Verayo’s mysterious fingerprinting technology is sold as “soft” IP that you combine with the rest of your FPGA design, just as you would with any IP (e.g., USB interface, processor core, etc.). There are no special EDA tools required and, as mentioned earlier, no special FPGA silicon. Verayo protects its IP the way most IP suppliers do: by providing an encrypted netlist rather than RTL source or schematics. Again, nothing remarkable about the process.
To identify a chip, you “challenge” it with a binary number. The chip provides a response in the same format as the challenge. For instance, a 64-bit challenge produces a 64-bit response. Both the challenge and the response can be transmitted serially (in which case, it’s a square wave) or in parallel, or via any other method that’s convenient for you. It works as fast or as slowly as you like. The only necessity is that you be able to get a binary value into and out of the chip, a pretty trivial requirement.
Every chip produces a unique response to the same key. So, for example, you can challenge all the Verayo-equipped chips in your system with a single key and you’ll get a different response from each one.
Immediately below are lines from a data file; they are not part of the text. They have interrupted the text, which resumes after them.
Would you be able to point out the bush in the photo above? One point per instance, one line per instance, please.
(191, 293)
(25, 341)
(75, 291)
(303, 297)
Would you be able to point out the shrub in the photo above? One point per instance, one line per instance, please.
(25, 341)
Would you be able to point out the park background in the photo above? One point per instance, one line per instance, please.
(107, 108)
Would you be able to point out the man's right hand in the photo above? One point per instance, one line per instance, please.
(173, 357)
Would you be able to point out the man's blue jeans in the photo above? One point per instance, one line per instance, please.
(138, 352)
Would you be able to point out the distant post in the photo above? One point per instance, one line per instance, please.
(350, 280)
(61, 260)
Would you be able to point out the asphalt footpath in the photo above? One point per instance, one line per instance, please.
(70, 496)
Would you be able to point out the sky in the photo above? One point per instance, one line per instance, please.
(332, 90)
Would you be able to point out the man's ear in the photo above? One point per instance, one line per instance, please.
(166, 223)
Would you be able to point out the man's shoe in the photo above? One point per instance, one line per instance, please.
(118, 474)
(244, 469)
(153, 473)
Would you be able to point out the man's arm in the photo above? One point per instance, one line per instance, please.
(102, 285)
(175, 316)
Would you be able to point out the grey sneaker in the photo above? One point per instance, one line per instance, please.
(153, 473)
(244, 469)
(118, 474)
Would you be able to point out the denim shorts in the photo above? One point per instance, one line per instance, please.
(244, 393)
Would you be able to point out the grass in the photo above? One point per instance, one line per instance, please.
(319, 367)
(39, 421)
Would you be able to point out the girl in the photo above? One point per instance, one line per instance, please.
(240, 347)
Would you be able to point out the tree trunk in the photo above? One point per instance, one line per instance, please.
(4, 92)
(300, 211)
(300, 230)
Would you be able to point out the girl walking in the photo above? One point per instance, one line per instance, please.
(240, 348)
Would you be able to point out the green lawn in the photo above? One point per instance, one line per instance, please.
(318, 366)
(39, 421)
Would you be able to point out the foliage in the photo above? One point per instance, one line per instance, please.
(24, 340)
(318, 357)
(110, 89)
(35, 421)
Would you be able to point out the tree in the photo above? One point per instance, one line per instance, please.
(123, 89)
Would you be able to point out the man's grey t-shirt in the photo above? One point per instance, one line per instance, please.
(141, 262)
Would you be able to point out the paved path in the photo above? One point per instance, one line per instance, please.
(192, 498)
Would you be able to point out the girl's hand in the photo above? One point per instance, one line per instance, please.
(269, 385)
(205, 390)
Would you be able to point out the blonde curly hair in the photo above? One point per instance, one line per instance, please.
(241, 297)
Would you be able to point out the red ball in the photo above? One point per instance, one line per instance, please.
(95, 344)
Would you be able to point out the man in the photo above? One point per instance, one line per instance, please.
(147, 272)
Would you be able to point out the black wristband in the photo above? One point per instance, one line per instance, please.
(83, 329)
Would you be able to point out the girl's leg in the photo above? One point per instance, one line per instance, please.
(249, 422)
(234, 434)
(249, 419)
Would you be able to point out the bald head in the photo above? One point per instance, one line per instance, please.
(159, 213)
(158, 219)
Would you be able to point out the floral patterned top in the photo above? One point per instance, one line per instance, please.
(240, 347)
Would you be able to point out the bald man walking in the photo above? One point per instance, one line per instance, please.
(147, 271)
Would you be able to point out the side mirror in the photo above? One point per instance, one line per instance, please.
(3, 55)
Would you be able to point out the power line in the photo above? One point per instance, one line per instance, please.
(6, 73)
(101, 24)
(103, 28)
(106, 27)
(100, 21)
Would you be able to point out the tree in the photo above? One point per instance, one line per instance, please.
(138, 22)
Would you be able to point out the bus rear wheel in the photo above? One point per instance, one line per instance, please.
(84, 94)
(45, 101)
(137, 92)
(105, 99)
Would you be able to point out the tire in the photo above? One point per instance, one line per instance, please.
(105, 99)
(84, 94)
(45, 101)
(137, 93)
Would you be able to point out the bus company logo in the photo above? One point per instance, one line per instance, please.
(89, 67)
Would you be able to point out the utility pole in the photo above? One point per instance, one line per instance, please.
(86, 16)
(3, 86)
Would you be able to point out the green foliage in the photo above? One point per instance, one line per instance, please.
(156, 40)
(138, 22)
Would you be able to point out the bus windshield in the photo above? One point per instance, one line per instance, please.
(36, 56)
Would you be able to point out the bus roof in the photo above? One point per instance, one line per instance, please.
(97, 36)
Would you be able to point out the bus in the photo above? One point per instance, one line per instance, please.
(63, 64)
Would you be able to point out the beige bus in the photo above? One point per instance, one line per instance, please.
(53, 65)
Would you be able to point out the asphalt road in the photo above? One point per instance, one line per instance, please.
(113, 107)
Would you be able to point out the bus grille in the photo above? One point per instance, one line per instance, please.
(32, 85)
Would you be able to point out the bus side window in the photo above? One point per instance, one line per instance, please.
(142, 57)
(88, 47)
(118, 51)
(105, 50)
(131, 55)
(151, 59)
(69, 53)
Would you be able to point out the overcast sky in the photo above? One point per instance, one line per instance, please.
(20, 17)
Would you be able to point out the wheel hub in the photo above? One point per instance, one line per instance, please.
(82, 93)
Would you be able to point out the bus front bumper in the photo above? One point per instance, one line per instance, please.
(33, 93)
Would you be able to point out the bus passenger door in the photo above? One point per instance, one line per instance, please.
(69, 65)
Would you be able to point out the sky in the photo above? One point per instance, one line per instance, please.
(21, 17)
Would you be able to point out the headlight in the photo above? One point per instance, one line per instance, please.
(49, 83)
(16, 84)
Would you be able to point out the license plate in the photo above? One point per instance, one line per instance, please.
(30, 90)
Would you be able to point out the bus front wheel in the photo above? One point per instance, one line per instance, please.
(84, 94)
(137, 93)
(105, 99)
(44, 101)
Even identical chips programmed with the same bitstream will produce different responses, according to Verayo. No two chips anywhere in the world, no matter how similar or how different, will produce the same response to the same challenge.
For the truly paranoid (or the government-funded), you can “double up” by challenging the chip more than once. Just as different chips will produce different responses to the same challenge, a single chip will produce different responses to different challenges – and these will be different from every other chip’s responses.
The Weather in Moscow Is Unseasonably Warm This Year
A moment’s reflection reveals a chicken-and-egg problem: if you don’t know what response a chip will provide, how do you know that it’s correct? How do you, as the developer, tell the difference between an authentic response and a bogus one? The answer is, you ask the chip.
Since neither you, nor Verayo, nor anyone else in this world can predict how a given chip will respond to a given challenge, you have to find out empirically. It’s necessary to challenge each chip in a private, secure environment before it’s shipped into the field. Only by recording these responses can you later compare them to the chip’s “live” responses in the field and determine whether they’re genuine or not. Thus, it’s important to store the correct challenge/response pairs in a secure and encrypted area of nonvolatile system memory. Lose the codes and you’ve permanently lost the ability to tell whether Chip A is really Chip A.
It’s a good idea to challenge each infant chip several times, store all the responses, and then change-up your challenges in the field. Otherwise, a crafty system hacker could simply monitor your lone challenge/response pair and “spoof” the response the next time. But with multiple challenge/response pairs, knowing the correct response to one challenge is no predictor of the responses to the other challenges. In the best case, you’d use each challenge only once and never repeat it.
Verayo’s technology is certainly fascinating, and it’s remarkable that the company has found a way to implement it purely in soft IP with no changes to the silicon. The company is as coy about its licensing model as it is about its technology, but it’s reasonable to assume that there’s an up-front fee for access to the technology, perhaps combined with a royalty for production units. As long as Verayo keeps its fees reasonable, it will probably find a ready audience among security-conscious FPGA users.